Three Mile Island nuclear plant, site of 1979 partial meltdown, to close

The plant will close in two years, according to the owner.

ByABC News
May 30, 2017, 11:14 AM
A Monday, May 22, 2017 file photo shows cooling towers at the Three Mile Island nuclear power plant in Middletown, Pa.
A Monday, May 22, 2017 file photo shows cooling towers at the Three Mile Island nuclear power plant in Middletown, Pa.
Matt Rourke/AP

— -- The Three Mile Island nuclear power plant, site of the United States' worst commercial nuclear power accident, will shut down in 2019 without a financial rescue from the state of Pennsylvania, according to owner Exelon Corp.

Chicago-based Exelon issued a press release announcing the planned shuttering of the plant, near Harrisburg, Pennsylvania.

The nuclear power industry has been hurt financially by a natural gas boom fueled by a rise in fracking.

PHOTO: This May 22, 2017 file photo shows the control room at the Three Mile Island nuclear power plant in Middletown, Pa.
This May 22, 2017 file photo shows the control room at the Three Mile Island nuclear power plant in Middletown, Pa.

Three Mile Island was the site of a partial nuclear meltdown in one of its two reactors on March 28, 1979, which led to increased public concern about the safety of nuclear plants.

The accident occurred less than two weeks after the release of a Hollywood thriller, "The China Syndrome," about a fictional meltdown at a nuclear reactor.

William Whittock, a Harrisburg resident, told ABC News in a 1979 broadcast that a "geyser of steam" erupted from the top of the plant.

PHOTO: This March 30, 1979, file photo shows an aerial view of the Three Mile Island nuclear power plant near Harrisburg, Pa.
This March 30, 1979, file photo shows an aerial view of the Three Mile Island nuclear power plant near Harrisburg, Pa.

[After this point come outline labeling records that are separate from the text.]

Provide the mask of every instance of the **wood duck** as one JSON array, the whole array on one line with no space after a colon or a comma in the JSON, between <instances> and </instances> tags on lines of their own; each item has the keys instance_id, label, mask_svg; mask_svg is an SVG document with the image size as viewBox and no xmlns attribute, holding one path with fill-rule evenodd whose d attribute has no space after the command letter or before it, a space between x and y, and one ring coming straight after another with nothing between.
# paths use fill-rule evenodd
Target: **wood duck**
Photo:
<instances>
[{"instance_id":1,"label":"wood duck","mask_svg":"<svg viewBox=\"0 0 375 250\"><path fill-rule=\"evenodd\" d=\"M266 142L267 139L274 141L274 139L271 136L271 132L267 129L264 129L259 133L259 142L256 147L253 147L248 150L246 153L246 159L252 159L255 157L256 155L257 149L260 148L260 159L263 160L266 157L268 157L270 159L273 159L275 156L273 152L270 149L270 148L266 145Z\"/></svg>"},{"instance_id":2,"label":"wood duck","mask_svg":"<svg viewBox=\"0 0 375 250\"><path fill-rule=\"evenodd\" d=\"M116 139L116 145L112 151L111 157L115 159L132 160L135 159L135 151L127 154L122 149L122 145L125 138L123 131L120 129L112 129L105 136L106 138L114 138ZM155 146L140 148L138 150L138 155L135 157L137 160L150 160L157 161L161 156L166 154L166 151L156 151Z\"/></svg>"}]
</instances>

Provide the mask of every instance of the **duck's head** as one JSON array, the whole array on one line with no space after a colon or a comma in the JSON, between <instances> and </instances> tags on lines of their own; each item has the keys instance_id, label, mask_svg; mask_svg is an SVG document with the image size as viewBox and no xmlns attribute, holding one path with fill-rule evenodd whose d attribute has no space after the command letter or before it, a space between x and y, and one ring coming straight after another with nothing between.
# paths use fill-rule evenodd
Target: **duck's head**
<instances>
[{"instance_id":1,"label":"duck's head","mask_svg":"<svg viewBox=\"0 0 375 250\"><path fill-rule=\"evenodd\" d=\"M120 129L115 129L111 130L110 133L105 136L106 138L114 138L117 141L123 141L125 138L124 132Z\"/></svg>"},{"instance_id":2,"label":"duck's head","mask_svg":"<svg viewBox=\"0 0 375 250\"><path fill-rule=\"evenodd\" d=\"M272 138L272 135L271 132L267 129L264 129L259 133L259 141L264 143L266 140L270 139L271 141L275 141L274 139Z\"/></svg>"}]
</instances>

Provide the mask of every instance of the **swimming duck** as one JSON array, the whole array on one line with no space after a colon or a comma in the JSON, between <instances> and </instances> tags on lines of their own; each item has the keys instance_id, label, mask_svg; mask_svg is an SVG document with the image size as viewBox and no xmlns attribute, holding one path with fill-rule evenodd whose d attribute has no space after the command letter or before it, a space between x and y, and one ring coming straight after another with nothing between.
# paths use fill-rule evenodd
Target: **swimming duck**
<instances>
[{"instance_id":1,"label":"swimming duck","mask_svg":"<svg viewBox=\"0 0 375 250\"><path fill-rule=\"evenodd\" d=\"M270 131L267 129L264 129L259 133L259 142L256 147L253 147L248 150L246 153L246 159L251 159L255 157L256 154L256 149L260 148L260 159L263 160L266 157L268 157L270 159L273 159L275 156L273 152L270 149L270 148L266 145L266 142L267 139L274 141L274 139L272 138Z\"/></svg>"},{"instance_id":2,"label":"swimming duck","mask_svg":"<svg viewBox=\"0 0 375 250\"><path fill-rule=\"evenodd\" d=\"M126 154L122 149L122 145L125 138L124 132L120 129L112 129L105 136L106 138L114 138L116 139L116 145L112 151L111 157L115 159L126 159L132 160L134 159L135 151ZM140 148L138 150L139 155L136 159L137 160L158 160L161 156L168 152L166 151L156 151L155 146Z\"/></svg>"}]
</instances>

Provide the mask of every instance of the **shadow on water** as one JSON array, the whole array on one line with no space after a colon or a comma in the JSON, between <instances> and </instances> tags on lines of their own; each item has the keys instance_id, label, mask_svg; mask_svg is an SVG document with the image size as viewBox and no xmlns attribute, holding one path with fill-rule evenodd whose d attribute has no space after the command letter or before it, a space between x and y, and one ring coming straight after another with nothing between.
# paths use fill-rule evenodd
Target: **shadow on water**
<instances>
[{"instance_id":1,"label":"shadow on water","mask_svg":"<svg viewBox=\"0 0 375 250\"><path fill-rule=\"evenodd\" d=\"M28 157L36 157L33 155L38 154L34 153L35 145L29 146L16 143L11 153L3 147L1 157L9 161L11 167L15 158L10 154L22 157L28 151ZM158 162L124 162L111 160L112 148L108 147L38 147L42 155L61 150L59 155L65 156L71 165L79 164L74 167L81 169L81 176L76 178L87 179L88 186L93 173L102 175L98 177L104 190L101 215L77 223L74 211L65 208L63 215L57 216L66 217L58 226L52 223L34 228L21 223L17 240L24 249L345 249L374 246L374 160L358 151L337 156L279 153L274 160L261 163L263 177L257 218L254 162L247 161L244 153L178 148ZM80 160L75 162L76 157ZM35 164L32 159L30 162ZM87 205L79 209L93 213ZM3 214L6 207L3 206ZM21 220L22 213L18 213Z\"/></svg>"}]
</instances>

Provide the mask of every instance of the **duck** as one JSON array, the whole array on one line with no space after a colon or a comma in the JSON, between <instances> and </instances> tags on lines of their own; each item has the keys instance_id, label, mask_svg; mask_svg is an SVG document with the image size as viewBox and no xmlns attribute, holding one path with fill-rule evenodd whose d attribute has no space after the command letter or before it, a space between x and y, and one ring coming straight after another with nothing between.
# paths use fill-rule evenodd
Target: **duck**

"I heard a very loud noise that sounded like a huge release of steam," Whittock said at the time. "I looked out the window, and it was dark, but you could see from the lights that there was a geyser of steam rising up in the air."

Workers were evacuated from the plant and then "checked and rechecked" for radiation contamination, ABC News reported at the time.

A cleanup after the accident took 14 years, according to a 1993 report in The New York Times.

The reactor damaged in the accident has been closed since then, but the other reactor is still in use.